To correct the misunderstanding of what a political purge is - which is a result of the peopagandized education America feeds its citizens from cradle to grave - I am here to post excerpts of varying books from varying professional authors, historians, and journalists of varying political backgrounds on what "purging the party" actually entailed in the Soviet Union. If I run out of space in the main post, I will continue it in the comments.

_

The entire membership of the Communist Party was therefore subjected to what is called a “cleansing” or “purge” in the presence of large audiences of their non-Communist fellow workers. (This is the only connection in which the Soviet people use the term “purge.” Its application by Americans to all the Soviet treason trials and in general to Soviet criminal procedure is resented by the Soviet people.) Each Communist had to relate his life history and daily activities in the presence of people who were in a position to check them. It was a brutal experience for an unpopular president of a Moscow university to explain to an examining board in the presence of his students why he merited the nation’s trust. Or for a superintendent of the large plant to expose his life history and daily activities — even to his wife’s use of one of the factory automobiles for shopping — in the presence of the plants workers, any one of whom had the right to make remarks. This was done with every Communist throughout the country; it resulted in the expulsion of large numbers from the party, and in the arrest and trial of a few.

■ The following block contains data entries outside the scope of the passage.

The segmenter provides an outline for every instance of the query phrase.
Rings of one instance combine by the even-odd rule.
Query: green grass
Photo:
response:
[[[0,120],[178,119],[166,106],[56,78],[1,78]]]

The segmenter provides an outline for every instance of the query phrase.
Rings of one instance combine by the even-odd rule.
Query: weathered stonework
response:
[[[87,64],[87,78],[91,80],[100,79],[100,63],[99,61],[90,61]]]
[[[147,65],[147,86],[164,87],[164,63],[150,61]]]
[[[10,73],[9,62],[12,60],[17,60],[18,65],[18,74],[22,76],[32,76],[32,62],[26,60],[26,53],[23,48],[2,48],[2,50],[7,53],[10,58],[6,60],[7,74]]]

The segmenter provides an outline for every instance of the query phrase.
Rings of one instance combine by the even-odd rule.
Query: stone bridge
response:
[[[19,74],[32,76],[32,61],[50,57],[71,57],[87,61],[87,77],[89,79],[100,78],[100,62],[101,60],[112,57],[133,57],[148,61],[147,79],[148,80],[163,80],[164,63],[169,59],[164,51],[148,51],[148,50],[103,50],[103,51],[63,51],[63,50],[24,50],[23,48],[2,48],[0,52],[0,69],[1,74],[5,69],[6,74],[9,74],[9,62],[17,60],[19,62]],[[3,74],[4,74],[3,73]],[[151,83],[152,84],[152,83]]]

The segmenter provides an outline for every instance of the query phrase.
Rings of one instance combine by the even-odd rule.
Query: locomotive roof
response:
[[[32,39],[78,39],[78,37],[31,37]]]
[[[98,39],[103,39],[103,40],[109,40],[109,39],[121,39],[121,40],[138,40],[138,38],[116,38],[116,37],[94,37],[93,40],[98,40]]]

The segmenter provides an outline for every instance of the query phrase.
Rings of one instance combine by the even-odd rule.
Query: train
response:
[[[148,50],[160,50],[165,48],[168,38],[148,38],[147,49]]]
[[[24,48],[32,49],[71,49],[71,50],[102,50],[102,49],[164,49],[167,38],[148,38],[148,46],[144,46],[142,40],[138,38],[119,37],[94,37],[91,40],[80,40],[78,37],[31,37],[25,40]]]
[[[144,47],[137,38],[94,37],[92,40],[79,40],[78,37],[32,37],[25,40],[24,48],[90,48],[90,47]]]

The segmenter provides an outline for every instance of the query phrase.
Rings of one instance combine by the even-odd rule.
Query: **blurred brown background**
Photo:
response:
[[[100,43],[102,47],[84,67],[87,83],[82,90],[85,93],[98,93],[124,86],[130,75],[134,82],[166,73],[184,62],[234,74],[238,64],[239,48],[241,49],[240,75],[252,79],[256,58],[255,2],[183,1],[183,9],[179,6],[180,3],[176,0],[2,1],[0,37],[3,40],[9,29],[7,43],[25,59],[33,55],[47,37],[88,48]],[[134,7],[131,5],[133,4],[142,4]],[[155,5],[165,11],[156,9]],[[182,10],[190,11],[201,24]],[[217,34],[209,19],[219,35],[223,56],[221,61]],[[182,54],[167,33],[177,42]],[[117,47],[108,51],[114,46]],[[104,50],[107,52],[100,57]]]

Strong, Anna L. The Soviets Expected It. New York, New York: The Dial press, 1941, p. 136

_

The purge–in Russian “chiska” (cleansing)–is a long-standing institution of the Russian Communist Party. The first one I encountered was in 1921, shortly after Lenin had introduced “NEP,” his new economic policy, which involved a temporary restoration of private trade and petty capitalism and caused much heart burning amongst his followers. In that purge nearly one-third of the total membership of the party was expelled or placed on probation. To the best of my recollection, the reasons then put forward for expulsion or probation were graft, greed, personal ambition, and “conduct unbecoming to communists,” which generally meant wine, women, and song.

Duranty, Walter. The Kremlin and the People. New York: Reynal & Hitchcock, 1941, p. 116

_

Kirov’s murder brought a change, but even so the Purge that was held that winter was at first not strikingly different from earlier Purges.

Duranty, Walter. The Kremlin and the People. New York: Reynal & Hitchcock, 1941, p. 116

_

The Central Committee organized a “purge” and expelled barely 170,000 members in order to improve the party quality. Stalin has frequently been held responsible for the “purge.” He was not its author. This party-cleansing was done under Lenin’s leadership. It is a process which is unique in the history of little parties. The Bolsheviks however, do not regard it as an extraordinary measure for use only in a time of crisis, but a normal feature of party procedure. It is the means of guaranteeing Bolshevik quality. To regard it as a desperate move on the part of leaders anxious to get rid of rivals is to misunderstand how profoundly the Bolshevik party differs from all others, even from the Communist Party’s of the rest of Europe.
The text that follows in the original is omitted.